WASHINGTON – Moscow has informed Washington it will not put up with unilateral U.S. sanctions against Russian companies because of their continued trade with Iran, says a report from Joseph Farah’s G2 Bulletin.

The Kremlin has pointed out it has adhered to sanctions passed by the United Nations but will not abide by unilateral sanctions imposed on its companies by the United States or the European Union.

This development is but the latest as the United States and Russia are heading for a confrontation over their opposite positions on Syria. Moscow continues to support the Syrian regime of President Bashar al-Assad.

The Russians have a strategic base at the Syrian port of Tartous, which is used for intelligence gathering and to service Russian naval ships for access to the Mediterranean Sea. The Russians perceive the U.S. effort to oust al-Assad really is aimed at the Syrian regime’s alliance with Iran.

Because Moscow also supports Tehran, it may be on a collision course with Washington over geostrategic concerns that a weakened Iran would pose for it. For Russia, Shi’ite Iran, like the Shi’ite Alawite regime of Syria’s al-Assad, has been an impediment until now to the spread of the more radical Sunni Salafist form of Islam which has al-Qaida as an adherent.

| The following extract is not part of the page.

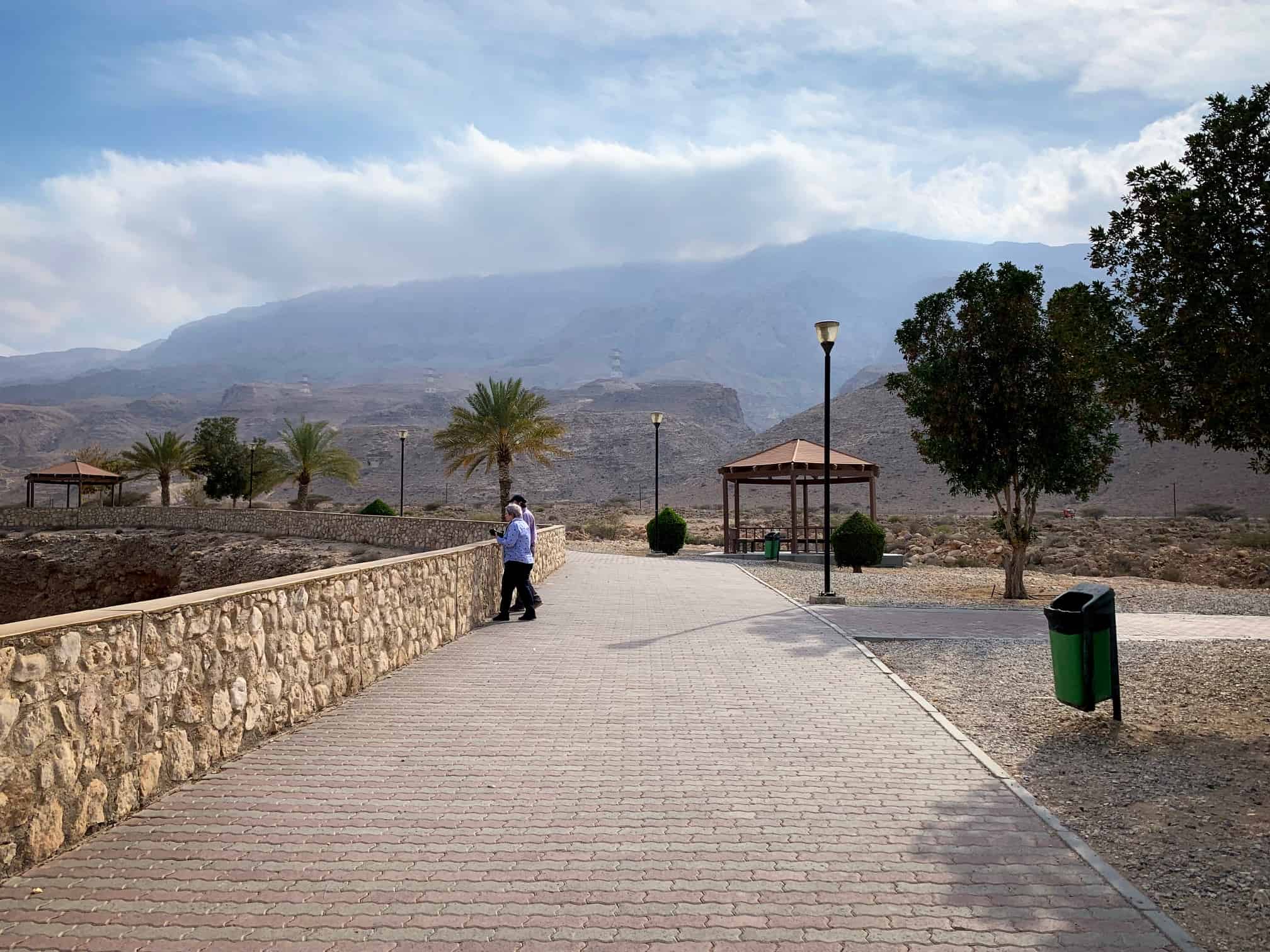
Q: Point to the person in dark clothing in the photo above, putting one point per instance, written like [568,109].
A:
[534,548]
[517,564]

To some analysts, the U.S. effort to oust al-Assad in an effort to sever the alliance with Iran has put the U.S. in the position of siding with al-Qaida and the Salafists who are being pushed by Sunni Saudi Arabia.

China is in a similar position. Beijing, like Moscow, sees Shi’ite Iran as a bulwark to the spread of Sunni Salafist radicals into its western region of Xinjiang province.

For that reason, neither Moscow nor Beijing trusts Saudi Arabia, which has exhibited a more assertive foreign policy approach to stem the influence of Iran in the Arab countries.

Analysts agree if the U.S. presses further for the ouster of al-Assad, it could put Washington on a greater collision course with Moscow, resulting in a possible freeze in relations, or worse.